Bathroom storage is measured in inches, not square feet. That vertical column above the toilet tank represents the most underused real estate in the house—thirty-six inches of width and sixty to seventy inches of height that does nothing but hold air. Installing an over-the-toilet storage unit transforms dead space into functional shelving for towels, toiletries, and cleaning supplies. Done right, the unit should feel permanent, not precarious. It should hold weight without flexing and survive a towel-grab without wobbling. Most failures come from skipping the stud-find step or trusting the included plastic anchors. This guide walks through the actual mounting process—finding solid wood, setting true level, and building in enough reinforcement that the unit feels like part of the wall.

  1. Clear the area and measure clearances. Remove everything from around the toilet and measure the space. You need at least 24 inches of width and clearance from the tank lid to the bottom shelf—typically 10-12 inches minimum so the lid opens fully. Measure your toilet's actual dimensions, not the box specs. Mark the floor position for the unit legs so you know where it sits before you start drilling holes in the wall.
  2. Locate and mark wall studs. Use a stud finder to locate the vertical studs behind the toilet. Most walls have studs every 16 inches on center. Mark both edges of each stud with painter's tape, then mark the center line with a pencil. You want at least one stud, ideally two, within the mounting width of your unit. If your unit's uprights don't align with studs, you'll need toggle bolts rated for 50+ pounds.
  3. Assemble the frame on the floor. Lay out all parts and hardware. Assemble the vertical posts and horizontal crossbars finger-tight first, checking that corners are square by measuring diagonals—they should match within 1/8 inch. Once square, tighten all connections fully. Do not install shelves yet. The empty frame is easier to maneuver and level.
  4. Position and level the frame. Lift the frame into position over the toilet. Set the feet where you marked earlier. Place a 4-foot level across the top horizontal bar and shim the feet as needed until dead level side-to-side. Check level front-to-back as well. Mark the wall through the mounting holes with a pencil. Remove the frame and set it aside.
  5. Drill pilot holes and install anchors. If your marks align with studs, drill 1/8-inch pilot holes and drive 3-inch lag bolts directly into the studs—no anchors needed. If you're between studs, drill holes sized for toggle bolts, insert the toggles through the unit's mounting holes, and tighten until snug. Toggle bolts require larger holes than the instructions suggest—go up one drill bit size for easier installation.

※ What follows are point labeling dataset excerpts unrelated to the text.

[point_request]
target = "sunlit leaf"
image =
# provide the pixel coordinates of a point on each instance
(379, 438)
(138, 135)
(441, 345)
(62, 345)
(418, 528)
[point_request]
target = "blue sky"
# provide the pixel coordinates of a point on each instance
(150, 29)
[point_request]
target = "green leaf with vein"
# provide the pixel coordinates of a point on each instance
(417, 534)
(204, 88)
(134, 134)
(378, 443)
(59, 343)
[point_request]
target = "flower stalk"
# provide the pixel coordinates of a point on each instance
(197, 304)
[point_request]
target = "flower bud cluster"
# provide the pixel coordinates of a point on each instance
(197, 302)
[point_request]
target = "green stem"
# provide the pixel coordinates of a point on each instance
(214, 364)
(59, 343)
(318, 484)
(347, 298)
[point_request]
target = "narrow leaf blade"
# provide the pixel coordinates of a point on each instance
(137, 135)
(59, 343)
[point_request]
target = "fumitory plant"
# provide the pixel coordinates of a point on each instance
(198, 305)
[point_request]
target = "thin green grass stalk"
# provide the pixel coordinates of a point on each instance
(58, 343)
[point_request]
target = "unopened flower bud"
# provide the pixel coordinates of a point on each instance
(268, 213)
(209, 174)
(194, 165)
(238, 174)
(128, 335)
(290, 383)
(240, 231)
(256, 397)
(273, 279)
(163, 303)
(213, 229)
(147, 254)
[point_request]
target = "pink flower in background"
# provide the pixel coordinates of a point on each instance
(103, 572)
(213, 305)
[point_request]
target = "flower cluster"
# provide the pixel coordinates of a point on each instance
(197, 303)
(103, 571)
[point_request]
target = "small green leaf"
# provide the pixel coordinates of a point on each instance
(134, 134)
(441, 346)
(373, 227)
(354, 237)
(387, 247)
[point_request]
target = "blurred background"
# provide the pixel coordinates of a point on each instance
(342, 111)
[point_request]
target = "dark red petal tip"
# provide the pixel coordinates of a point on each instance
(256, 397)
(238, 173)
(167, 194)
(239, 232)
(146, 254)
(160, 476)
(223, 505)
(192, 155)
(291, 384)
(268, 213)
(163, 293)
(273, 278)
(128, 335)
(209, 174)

  6. Mount the frame to the wall. Lift the frame back into position, aligning the mounting holes with your pilot holes or anchors. Have a helper hold it level while you start the first fastener. Install the top fasteners first, then check level again before installing bottom fasteners. Tighten everything in stages—top right, top left, bottom right, bottom left—so the frame doesn't rack out of square.
  7. Install shelves and test stability. Slide shelves into their brackets or supports, making sure they seat fully. Most units have small set screws or clips to lock shelves in place—use them. Test the unit by pulling forward on the top shelf with moderate force. It should feel solid with no flex or movement. If it wobbles, add a third mounting point or switch to longer fasteners.
  8. Load and adjust as needed. Place your heaviest items on the bottom shelf, lighter items up top. Avoid overloading any single shelf—spread weight across multiple levels. If you notice any lean or flex after loading, unload the unit and add a support bracket mid-span or install an additional wall anchor. The unit should feel absolutely stable under realistic use.